I have encountered the following situation twice now, and would like to share what I know.
On a website, I'm using redis for sessions, and it froze out of nowhere, twice now. The first time it happened 5 month ago, the second time now. There is literally nothing special happening on the server, just a webserver serving a single website.
Then, out of nowhere redis freezes. What I can see when it froze:
1. The website (using "redis" package in Python 2.7) is down, with "ConnectionError: Error 32 while writing to socket. Broken pipe." or "Error 61 connecting to localhost:6379. Connection refused." or "Error while reading from socket: (54, 'Connection reset by peer')"
2. When I log in via ssh, "service redis restart" hangs.
3. When I try to kill or kill -9 the redis process, it hangs.
4. Given no other options, I have to run "reboot" which reboots the full server, which works.
In redis logs, there is nothing special, except the disappearance of the backup process.
65673:M 25 Aug 16:11:37.085 * 10 changes in 300 seconds. Saving...
65673:M 25 Aug 16:11:37.086 * Background saving started by pid 19403
19403:C 25 Aug 16:11:37.100 * DB saved on disk
65673:M 25 Aug 16:11:37.189 * Background saving terminated with success
65673:M 25 Aug 16:16:38.095 * 10 changes in 300 seconds.

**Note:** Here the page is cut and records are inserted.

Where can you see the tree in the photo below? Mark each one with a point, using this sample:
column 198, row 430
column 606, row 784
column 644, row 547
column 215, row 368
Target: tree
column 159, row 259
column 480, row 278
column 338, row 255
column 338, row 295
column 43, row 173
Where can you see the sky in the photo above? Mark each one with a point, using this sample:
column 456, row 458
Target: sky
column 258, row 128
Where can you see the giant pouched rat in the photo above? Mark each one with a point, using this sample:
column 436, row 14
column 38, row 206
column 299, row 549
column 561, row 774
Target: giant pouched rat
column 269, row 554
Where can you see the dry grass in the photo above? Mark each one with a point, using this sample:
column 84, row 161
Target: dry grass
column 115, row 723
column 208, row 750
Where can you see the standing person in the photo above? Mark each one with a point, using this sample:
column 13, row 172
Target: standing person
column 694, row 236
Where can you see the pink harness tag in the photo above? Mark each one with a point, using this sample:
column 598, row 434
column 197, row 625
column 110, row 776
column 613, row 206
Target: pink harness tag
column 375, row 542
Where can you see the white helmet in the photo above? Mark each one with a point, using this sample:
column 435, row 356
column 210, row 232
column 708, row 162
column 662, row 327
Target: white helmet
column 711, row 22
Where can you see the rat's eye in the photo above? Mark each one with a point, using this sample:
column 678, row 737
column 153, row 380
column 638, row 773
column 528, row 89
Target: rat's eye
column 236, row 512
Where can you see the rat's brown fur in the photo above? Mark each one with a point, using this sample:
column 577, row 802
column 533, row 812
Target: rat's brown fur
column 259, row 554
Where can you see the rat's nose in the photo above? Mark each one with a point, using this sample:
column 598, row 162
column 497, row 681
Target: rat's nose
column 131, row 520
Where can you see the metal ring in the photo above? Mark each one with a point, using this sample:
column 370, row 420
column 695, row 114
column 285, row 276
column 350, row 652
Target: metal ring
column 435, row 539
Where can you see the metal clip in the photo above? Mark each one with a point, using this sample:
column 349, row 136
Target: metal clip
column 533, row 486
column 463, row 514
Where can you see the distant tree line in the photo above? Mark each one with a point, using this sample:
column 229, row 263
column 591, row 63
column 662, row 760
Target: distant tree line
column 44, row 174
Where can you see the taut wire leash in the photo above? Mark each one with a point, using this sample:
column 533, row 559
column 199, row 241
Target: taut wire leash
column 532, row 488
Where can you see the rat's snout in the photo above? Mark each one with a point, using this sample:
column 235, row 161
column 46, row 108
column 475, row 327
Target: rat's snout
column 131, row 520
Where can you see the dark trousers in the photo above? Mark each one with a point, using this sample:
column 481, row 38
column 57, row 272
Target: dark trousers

Saving...
65673:M 25 Aug 16:16:38.095 * Background saving started by pid 19418
19418:C 25 Aug 16:16:38.116 * DB saved on disk
65673:M 25 Aug 16:16:38.202 * Background saving terminated with success
65673:signal-handler (1472153405) Received SIGTERM scheduling shutdown...
65673:signal-handler (1472153623) Received SIGTERM scheduling shutdown...
Somehow the "signal-handler" / logging part is still functioning, as it can write those lines to the log.
After about hour after the last backup line, there is are entries in debug.log saying:
Aug 25 17:15:43 maphub-web kernel: sonewconn: pcb 0xfffff80062dd9000: Listen queue overflow: 193 already in queue awaiting acceptance (1 occurrences)
The OS is FreeBSD 10.2-RELEASE-p9
Redis is: Redis server v=3.0.7 sha=00000000:0 malloc=libc bits=64 build=b9586831a13c9f53
The redis build is the stock one supplied by FreeBSD pkg.
The environment is KVM on a Xeon / ECC hardware, which should be really reliable.
This bug only happened once, 5 month ago, so it is really really uncommon. On the other hand it is quite critical, as it brings down the whole website with itself.